Ancak, ilgili yılın Ocak-Kasım arasındaki dönemlerde verilecek beyannamelerde iade hakkını kullanmayıp yüklendiği vergileri indirim konusu yapmayı tercih eden mükelleflerin, daha sonra düzeltme beyannameleri ile iade talebinde bulunmaları söz konusu değildir. Dolayısıyla, indirimli orana tabi işlemlerle ilgili KDV alacakları için süresinde iade talebinde bulunmayan mükellefler daha sonra düzeltme beyannamesi vererek iade talebinde bulunamayacaklardır.

İzleyen yılın Ocak-Kasım dönemlerinde usulüne uygun olarak iade talebinde bulunan mükelleflerin de talep edilen iade tutarını artırmak amacıyla, sonraki yıllarda bu dönemlere ilişkin düzeltme beyannamesi vermek suretiyle iade talebinde bulunmaları söz konusu değildir. Ancak, izleyen yıl içerisinde talep edilen iade tutarının, aynı yıl içerisinde düzeltme beyannamesi ile artırılması mümkün olup, artırılan kısmın iadesi münhasıran vergi inceleme raporuna göre yerine getirilecektir

·         İadesi talep edilen tutarlar, iadenin talep edildiği dönemde “devreden vergi” tutarından düşülecektir. İndirimli orana tabi işlemin gerçekleştiği yıl içerisinde mahsuben iadesi talep edilen tutarların da iadenin talep edildiği vergilendirme döneminde devreden vergi tutarından düşülmesi gerekmektedir.

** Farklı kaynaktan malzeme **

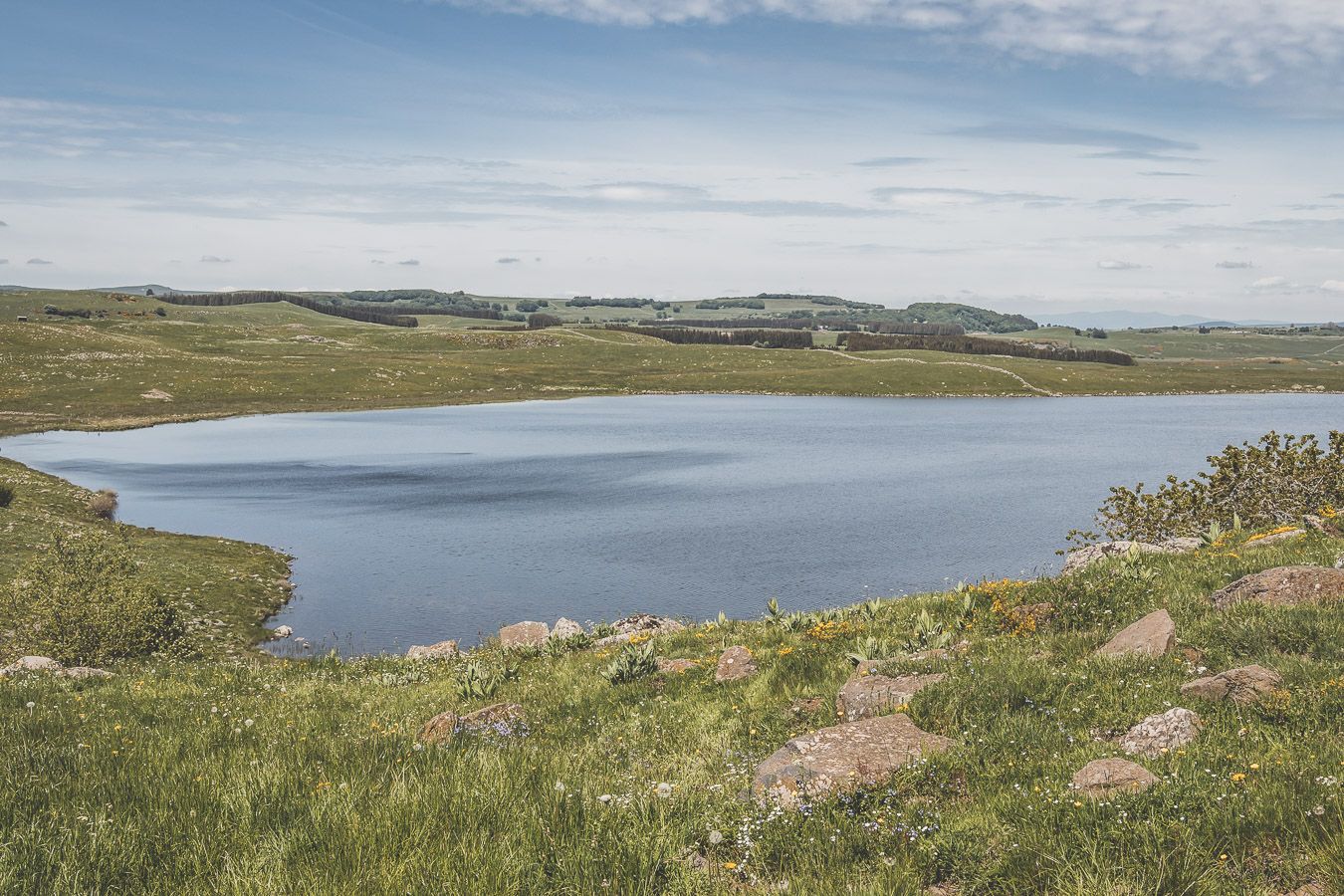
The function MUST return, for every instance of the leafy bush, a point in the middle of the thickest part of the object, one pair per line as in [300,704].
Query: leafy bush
[1275,481]
[104,504]
[634,661]
[87,600]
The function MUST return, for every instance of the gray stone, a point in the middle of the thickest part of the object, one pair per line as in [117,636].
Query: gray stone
[1283,587]
[566,629]
[523,634]
[1086,555]
[734,664]
[844,757]
[1153,635]
[867,695]
[441,650]
[1243,685]
[1163,733]
[1104,777]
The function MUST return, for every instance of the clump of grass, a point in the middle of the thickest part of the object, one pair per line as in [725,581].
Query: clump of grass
[103,504]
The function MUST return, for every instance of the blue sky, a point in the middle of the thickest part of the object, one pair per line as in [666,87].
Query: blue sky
[1028,154]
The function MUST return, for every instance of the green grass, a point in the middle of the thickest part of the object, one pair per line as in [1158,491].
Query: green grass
[253,358]
[306,778]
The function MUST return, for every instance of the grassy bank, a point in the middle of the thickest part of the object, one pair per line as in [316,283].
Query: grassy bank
[133,367]
[306,777]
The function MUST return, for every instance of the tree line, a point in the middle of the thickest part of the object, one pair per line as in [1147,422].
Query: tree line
[978,345]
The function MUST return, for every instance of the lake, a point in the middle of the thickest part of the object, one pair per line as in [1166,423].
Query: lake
[414,526]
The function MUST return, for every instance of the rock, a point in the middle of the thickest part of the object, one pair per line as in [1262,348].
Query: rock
[1086,555]
[441,650]
[566,629]
[30,664]
[1167,731]
[1283,587]
[523,634]
[1246,684]
[638,623]
[504,719]
[1104,777]
[734,665]
[867,695]
[1153,635]
[852,754]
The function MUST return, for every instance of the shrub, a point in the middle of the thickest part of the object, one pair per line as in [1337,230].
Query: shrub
[1275,481]
[634,661]
[87,600]
[104,504]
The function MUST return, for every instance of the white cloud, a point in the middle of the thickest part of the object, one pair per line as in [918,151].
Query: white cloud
[1213,39]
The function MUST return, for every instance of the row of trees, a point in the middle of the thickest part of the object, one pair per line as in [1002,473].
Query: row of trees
[759,337]
[979,345]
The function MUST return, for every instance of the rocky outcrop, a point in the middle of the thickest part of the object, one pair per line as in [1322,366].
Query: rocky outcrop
[1153,635]
[503,719]
[564,629]
[441,650]
[867,695]
[844,757]
[1160,734]
[734,665]
[1104,777]
[638,623]
[1283,587]
[1242,685]
[30,665]
[523,634]
[1086,555]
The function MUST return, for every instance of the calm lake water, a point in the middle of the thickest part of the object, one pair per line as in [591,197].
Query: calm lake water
[414,526]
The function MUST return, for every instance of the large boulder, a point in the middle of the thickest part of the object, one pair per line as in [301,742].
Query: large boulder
[502,719]
[1104,777]
[441,650]
[1163,733]
[844,757]
[523,634]
[638,623]
[867,695]
[1283,587]
[1089,554]
[1153,635]
[564,629]
[1244,684]
[734,664]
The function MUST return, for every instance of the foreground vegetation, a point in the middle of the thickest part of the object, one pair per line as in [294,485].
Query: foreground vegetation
[127,364]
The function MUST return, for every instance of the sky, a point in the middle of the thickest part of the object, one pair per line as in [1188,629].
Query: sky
[1032,156]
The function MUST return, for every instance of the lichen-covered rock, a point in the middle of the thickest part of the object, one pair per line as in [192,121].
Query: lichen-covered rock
[1153,635]
[844,757]
[1244,684]
[1086,555]
[441,650]
[1104,777]
[523,634]
[566,629]
[502,719]
[867,695]
[1162,733]
[734,664]
[1283,587]
[638,623]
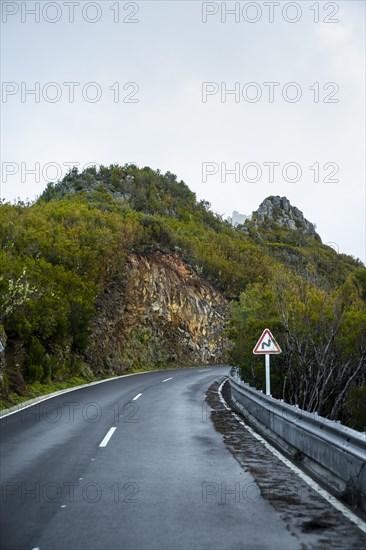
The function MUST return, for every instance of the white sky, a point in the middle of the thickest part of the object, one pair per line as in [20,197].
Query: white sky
[169,53]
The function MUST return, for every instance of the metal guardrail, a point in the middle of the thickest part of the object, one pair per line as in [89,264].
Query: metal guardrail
[335,453]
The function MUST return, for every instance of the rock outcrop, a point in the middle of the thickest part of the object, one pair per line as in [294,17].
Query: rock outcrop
[164,314]
[278,210]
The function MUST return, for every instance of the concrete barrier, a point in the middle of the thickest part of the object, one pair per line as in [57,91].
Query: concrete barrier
[333,453]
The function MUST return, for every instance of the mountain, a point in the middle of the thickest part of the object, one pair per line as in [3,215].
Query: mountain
[278,211]
[121,268]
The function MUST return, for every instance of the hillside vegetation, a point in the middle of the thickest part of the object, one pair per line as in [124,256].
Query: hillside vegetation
[62,254]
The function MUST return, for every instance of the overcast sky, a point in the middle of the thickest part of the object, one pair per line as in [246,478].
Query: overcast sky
[151,85]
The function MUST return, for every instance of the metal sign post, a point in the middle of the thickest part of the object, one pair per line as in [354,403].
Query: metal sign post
[268,377]
[267,346]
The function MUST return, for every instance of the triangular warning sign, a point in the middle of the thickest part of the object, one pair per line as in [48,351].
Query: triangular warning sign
[266,344]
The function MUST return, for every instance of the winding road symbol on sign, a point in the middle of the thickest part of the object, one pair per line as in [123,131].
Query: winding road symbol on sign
[266,344]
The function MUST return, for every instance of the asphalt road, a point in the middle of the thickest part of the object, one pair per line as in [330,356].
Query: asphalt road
[162,479]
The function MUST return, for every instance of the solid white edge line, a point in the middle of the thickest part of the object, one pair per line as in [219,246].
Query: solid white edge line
[82,386]
[313,484]
[107,437]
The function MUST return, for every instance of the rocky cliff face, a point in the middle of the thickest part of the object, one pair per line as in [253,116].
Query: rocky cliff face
[280,211]
[164,314]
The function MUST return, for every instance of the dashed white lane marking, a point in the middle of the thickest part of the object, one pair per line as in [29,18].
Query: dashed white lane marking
[313,484]
[107,437]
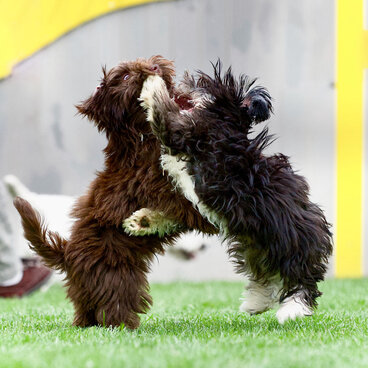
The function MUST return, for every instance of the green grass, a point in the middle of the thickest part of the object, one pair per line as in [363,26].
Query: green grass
[190,325]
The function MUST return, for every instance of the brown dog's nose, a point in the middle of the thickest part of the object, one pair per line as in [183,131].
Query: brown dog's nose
[155,68]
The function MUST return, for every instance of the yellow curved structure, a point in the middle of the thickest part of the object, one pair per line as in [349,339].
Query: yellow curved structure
[28,25]
[352,58]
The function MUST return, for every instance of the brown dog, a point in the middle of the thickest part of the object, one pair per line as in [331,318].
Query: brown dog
[105,267]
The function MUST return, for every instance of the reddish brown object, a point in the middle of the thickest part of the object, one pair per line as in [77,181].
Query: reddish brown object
[105,267]
[34,276]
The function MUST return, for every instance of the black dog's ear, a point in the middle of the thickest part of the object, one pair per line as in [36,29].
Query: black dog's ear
[258,104]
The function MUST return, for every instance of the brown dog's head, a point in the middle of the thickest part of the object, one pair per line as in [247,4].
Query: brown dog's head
[114,105]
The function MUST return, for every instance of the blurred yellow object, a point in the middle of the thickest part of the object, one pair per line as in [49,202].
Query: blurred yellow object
[28,25]
[352,58]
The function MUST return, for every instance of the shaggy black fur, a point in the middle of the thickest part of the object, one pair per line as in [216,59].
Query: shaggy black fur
[261,203]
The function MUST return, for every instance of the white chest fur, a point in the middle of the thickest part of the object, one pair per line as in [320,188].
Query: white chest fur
[177,169]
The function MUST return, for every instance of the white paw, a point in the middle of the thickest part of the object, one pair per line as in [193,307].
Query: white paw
[138,223]
[292,308]
[253,307]
[259,298]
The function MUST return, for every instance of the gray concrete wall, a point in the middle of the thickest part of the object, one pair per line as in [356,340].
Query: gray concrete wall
[288,44]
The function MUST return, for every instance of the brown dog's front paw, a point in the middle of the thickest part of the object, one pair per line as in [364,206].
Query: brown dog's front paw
[139,223]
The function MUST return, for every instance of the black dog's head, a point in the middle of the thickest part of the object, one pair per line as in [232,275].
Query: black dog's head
[246,102]
[114,105]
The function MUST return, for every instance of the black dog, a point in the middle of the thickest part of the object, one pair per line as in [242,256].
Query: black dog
[278,237]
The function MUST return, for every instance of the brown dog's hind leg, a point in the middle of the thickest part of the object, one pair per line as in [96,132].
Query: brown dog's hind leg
[107,277]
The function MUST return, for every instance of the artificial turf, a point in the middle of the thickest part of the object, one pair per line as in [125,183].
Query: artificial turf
[190,325]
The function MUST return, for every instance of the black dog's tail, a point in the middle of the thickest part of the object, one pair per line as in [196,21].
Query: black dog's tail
[49,245]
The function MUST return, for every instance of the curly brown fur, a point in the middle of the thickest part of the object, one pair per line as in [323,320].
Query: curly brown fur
[105,267]
[258,201]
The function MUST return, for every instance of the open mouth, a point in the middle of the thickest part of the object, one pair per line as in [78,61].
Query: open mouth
[184,101]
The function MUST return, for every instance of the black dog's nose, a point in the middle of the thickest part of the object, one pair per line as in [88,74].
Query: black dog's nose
[155,68]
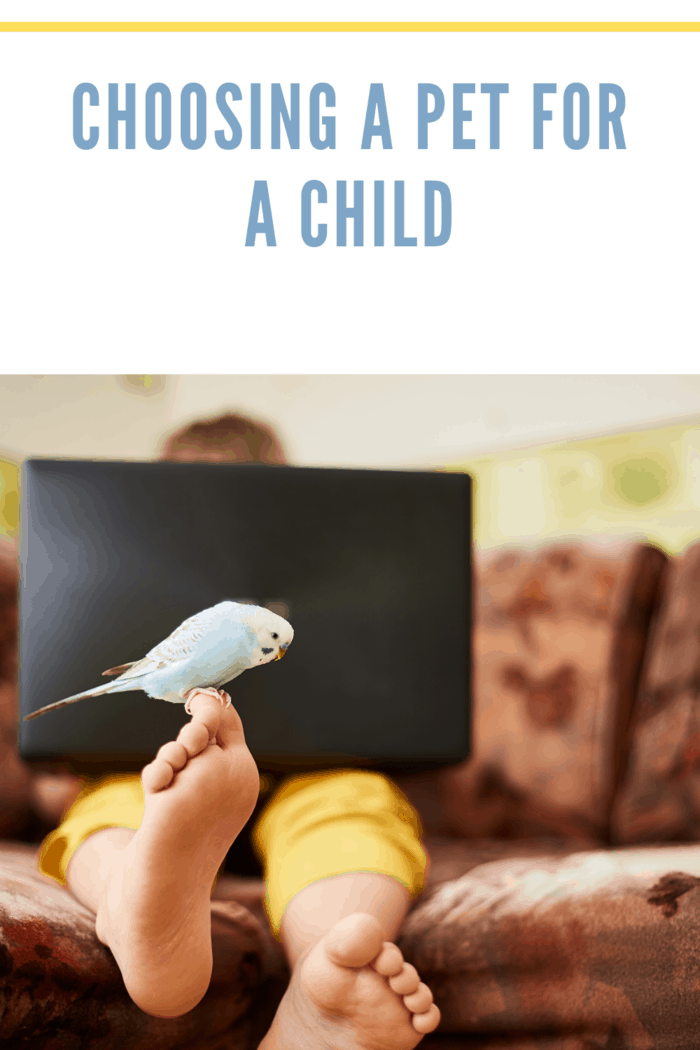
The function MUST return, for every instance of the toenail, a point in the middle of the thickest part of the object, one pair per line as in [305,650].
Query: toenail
[406,982]
[419,1001]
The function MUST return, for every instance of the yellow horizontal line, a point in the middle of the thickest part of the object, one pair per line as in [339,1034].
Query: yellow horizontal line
[349,26]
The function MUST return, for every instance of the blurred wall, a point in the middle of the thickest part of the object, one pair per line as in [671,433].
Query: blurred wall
[553,456]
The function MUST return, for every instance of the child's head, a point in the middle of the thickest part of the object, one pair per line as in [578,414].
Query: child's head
[228,439]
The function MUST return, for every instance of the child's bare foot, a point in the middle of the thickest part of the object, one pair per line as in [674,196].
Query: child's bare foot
[353,992]
[154,911]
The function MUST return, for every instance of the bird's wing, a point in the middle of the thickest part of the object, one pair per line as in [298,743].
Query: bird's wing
[119,670]
[177,646]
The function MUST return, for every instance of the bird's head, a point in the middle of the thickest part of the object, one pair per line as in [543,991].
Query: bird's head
[274,634]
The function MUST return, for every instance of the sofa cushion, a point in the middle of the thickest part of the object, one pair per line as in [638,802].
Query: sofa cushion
[660,797]
[62,989]
[566,952]
[557,648]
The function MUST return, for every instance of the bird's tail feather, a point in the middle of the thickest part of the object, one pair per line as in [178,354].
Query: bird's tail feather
[112,687]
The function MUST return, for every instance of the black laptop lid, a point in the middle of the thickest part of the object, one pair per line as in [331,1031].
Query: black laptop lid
[374,567]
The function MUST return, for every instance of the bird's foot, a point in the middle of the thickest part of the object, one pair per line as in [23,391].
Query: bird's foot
[219,694]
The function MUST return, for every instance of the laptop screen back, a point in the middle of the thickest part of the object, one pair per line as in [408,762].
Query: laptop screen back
[373,568]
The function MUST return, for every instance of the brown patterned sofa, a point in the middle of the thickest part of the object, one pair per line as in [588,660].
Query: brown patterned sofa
[563,906]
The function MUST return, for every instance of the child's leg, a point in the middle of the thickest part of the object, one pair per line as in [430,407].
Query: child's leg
[150,887]
[342,859]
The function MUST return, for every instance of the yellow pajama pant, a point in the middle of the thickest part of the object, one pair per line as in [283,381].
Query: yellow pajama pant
[315,825]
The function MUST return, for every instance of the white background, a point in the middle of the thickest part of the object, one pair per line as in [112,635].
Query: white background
[559,260]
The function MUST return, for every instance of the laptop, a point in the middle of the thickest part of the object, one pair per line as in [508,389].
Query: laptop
[370,567]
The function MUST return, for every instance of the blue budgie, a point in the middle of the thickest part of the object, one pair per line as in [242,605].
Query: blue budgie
[206,651]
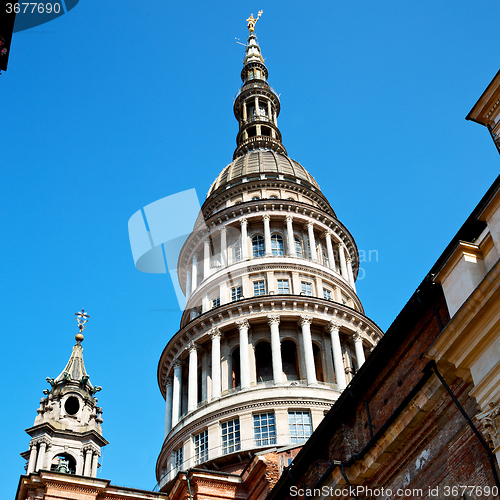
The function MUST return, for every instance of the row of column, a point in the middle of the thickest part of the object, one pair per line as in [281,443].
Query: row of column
[38,449]
[173,399]
[345,262]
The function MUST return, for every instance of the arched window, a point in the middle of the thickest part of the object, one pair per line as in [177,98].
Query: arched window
[258,248]
[263,362]
[326,262]
[277,247]
[289,360]
[318,363]
[298,247]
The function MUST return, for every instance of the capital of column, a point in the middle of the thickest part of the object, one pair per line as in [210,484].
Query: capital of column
[273,319]
[192,346]
[215,333]
[333,325]
[305,320]
[356,336]
[243,324]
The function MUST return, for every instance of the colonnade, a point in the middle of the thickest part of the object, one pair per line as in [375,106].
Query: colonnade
[345,263]
[173,399]
[87,465]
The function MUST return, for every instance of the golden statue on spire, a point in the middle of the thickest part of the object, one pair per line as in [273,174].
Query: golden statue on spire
[81,317]
[251,21]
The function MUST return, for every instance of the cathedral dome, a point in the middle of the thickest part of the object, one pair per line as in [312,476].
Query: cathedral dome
[255,163]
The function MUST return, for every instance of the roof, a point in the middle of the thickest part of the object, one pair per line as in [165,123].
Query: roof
[75,368]
[261,162]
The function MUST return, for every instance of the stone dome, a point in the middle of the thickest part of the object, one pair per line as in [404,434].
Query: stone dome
[262,162]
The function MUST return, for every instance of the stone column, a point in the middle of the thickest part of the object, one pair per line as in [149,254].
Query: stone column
[88,461]
[41,454]
[193,377]
[267,234]
[194,274]
[343,263]
[32,460]
[274,323]
[206,258]
[338,362]
[244,238]
[358,347]
[95,459]
[216,360]
[329,249]
[305,323]
[243,326]
[350,273]
[312,241]
[176,393]
[188,284]
[291,239]
[168,405]
[223,246]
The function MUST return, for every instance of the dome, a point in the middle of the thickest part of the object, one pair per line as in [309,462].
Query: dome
[262,162]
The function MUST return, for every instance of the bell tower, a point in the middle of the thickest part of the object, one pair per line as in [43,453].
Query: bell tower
[67,434]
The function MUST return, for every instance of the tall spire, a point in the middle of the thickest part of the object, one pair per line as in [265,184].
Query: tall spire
[257,105]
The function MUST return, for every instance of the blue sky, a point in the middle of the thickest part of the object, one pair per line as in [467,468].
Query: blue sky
[118,104]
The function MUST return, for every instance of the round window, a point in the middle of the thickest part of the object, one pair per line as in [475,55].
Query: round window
[72,405]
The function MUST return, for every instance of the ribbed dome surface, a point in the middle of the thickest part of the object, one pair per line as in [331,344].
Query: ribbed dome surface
[261,162]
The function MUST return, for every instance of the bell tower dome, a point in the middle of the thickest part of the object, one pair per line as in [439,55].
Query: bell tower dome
[67,434]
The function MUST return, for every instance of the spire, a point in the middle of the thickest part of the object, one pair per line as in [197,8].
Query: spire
[67,434]
[257,105]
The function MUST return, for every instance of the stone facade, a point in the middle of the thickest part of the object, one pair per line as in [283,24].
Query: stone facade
[273,329]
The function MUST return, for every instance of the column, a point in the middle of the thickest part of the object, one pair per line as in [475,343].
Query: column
[305,323]
[32,460]
[216,360]
[168,405]
[267,233]
[350,274]
[329,249]
[291,239]
[194,274]
[41,454]
[188,284]
[343,263]
[193,377]
[244,238]
[206,258]
[312,241]
[95,459]
[274,323]
[358,347]
[338,362]
[223,246]
[243,326]
[176,393]
[88,461]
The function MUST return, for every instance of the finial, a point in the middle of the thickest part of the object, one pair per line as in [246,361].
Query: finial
[81,317]
[251,21]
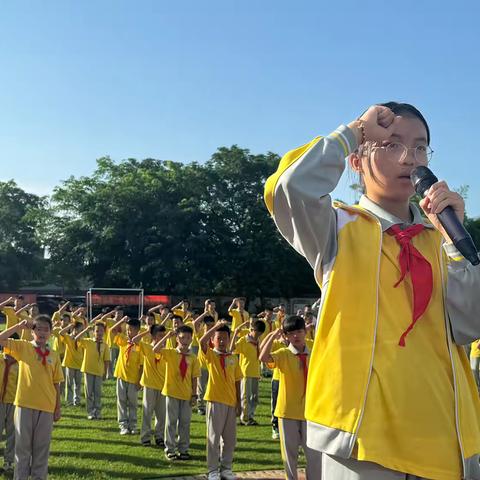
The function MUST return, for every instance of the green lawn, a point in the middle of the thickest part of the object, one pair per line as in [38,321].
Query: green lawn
[83,448]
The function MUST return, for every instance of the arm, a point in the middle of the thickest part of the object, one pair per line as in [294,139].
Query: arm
[155,308]
[463,301]
[161,344]
[20,310]
[298,194]
[233,341]
[6,302]
[239,399]
[196,322]
[57,413]
[10,331]
[83,332]
[264,355]
[65,330]
[208,335]
[116,326]
[232,305]
[137,338]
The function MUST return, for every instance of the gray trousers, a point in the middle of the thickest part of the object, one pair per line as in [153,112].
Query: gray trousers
[73,385]
[93,394]
[114,351]
[33,431]
[7,411]
[202,387]
[177,429]
[293,434]
[475,366]
[221,436]
[249,398]
[336,468]
[153,402]
[127,400]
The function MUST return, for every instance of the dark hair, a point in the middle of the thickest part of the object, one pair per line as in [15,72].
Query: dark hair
[259,326]
[292,323]
[223,328]
[208,319]
[407,110]
[154,329]
[184,329]
[42,319]
[397,108]
[134,323]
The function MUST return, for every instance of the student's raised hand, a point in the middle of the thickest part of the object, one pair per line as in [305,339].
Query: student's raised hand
[378,123]
[277,335]
[437,198]
[57,414]
[23,325]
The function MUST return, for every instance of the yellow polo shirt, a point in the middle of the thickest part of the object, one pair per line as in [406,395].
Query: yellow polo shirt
[238,317]
[11,316]
[73,357]
[221,386]
[475,349]
[291,390]
[8,395]
[175,386]
[249,362]
[36,382]
[129,361]
[93,361]
[153,375]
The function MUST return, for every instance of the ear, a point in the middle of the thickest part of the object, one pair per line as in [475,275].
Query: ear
[355,162]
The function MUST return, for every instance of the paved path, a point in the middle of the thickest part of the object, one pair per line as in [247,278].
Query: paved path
[267,475]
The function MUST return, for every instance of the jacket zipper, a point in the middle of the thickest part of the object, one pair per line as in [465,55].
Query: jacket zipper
[355,436]
[449,343]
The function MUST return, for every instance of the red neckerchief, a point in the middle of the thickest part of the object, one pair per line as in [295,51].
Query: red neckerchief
[183,366]
[8,364]
[128,351]
[223,357]
[411,260]
[304,365]
[43,355]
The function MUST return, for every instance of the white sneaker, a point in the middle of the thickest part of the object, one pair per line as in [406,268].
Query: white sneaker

Bu şekilde devreden vergi tutarından çıkarılıp mahsuben iadesi talep edilen tutarlardan iadesi gerçekleşmeyen tutarlar, en erken izleyen vergilendirme dönemine; en geç izleyen yılın Ocak vergilendirme dönemine ait beyannamede, e-beyannamenin “İndirimler” kulakçığı altında bu amaçla ihdas edilen 106 No.lu “İndirimli Orana Tabi İşlemlerle İlgili Mahsuben İadesi Gerçekleşmeyen KDV” satırına yazılmak suretiyle yeniden devreden KDV tutarlarına dahil edilecek ve daha sonraki iade taleplerinin hesaplanmasında dikkate alınacaktır.